Aegion Corporation (AEGN - Analyst Report) has entered into an agreement to buy Brinderson, L.P. The company will acquire shares of Brinderson and its related entities for roughly $150 million. The acquisition is expected to close on or around July 1, 2013.
Headquartered in Costa Mesa, Calif., Brinderson is a leading integrated service provider of maintenance, construction, engineering and turnaround activities for the upstream and downstream oil and gas markets. The acquisition will help Brinderson to enter new markets and support the continued growth in its West Coast market. Brinderson's senior management team, including its President and Chief Executive Officer (CEO), Russell Conda, will remain with the company after the deal closes.
Aegion, however, will benefit from the combined strength of Brinderson’s safety records, strong reputation and comprehensive solutions. Aegion, with the help of Brinderson’s long-term association with large and blue chip companies, will get access to the upstream and downstream markets. Aegion will be able to preserve and rehabilitate its vital pipeline assets. It will also assist the company to compete for its energy value chain, which is worth around $800 to $900 million along with maintaining the facilities used for processing and refining oil and gas products of its Energy & Mining platform.
As of Mar 31, 2013, Brinderson’s revenues were around $231 million and adjusted EBITDA was $23.8 million. Almost 75% of revenue comes from recurring activities comprising long-term projects. On the other hand, Aegion derived around 45% of its total revenue from recurring activities of its Energy & Mining platform. However, the acquisition will aid 5% more revenues to the Energy & Mining segment.
Aegion expects the acquisition to be modestly accretive in 2013, while it will be more accretive in 2014. Aegion maintains its earnings per share guidance for 2013 in the range of $1.60 to $1.80, excluding $4 to $7 million expenses related to the acquisition. The company has lowered its outlook for Return on invested capital (ROIC). The new ROIC is expected to be in the range of 7% to 8% for 2013, driven by the increase in intangible assets and a partial earnings contribution from Brinderson. It also expects the acquisition to be accretive to free cash flow in 2013 as a result of Brinderson’s low capital expenditure requirements.
Aegion’s results for 1Q13 ranked lowest in terms of earnings with a meager contribution of 10% of total earnings for the year, due to delays caused by weather and the seasonal low period for many of its businesses. Given the favorable outlook of its markets, Aegion expects to make up for this slow start to the year during the balance of 2013 on the back of its strong backlog and a robust bid table supporting the opportunity for securing additional projects. However, the Brinderson acquisition marks the beginning of a strategic effort to expand its capabilities in the US energy market.
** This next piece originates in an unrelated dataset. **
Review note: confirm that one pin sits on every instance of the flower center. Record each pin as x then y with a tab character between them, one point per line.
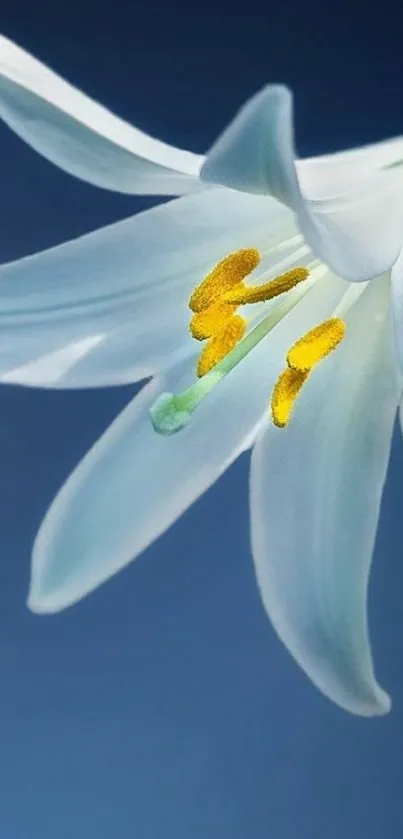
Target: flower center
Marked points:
215	319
Chesterfield, Mo.-based, Aegion has revised its current credit facility for the transaction. In addition, the company is working with its lending partners, Bank of America, N.A. (BAC - Analyst Report), J.P. Morgan Chase Bank N.A. (JPM - Analyst Report) and U.S. Bank National Association (USB - Analyst Report) to introduce a new and expanded credit facility. The new facility will fund the transaction. It will also provide sufficient flexibility for the future liquidity needs and growth prospects of Aegion.
Aegion Corporation provides proprietary technologies and services to protect against the corrosion of industrial pipelines and for the rehabilitation and strengthening of water, wastewater, energy and mining piping systems and buildings, bridges, tunnels and waterfront structures.
Aegion currently holds a Zacks Rank # 3(Hold).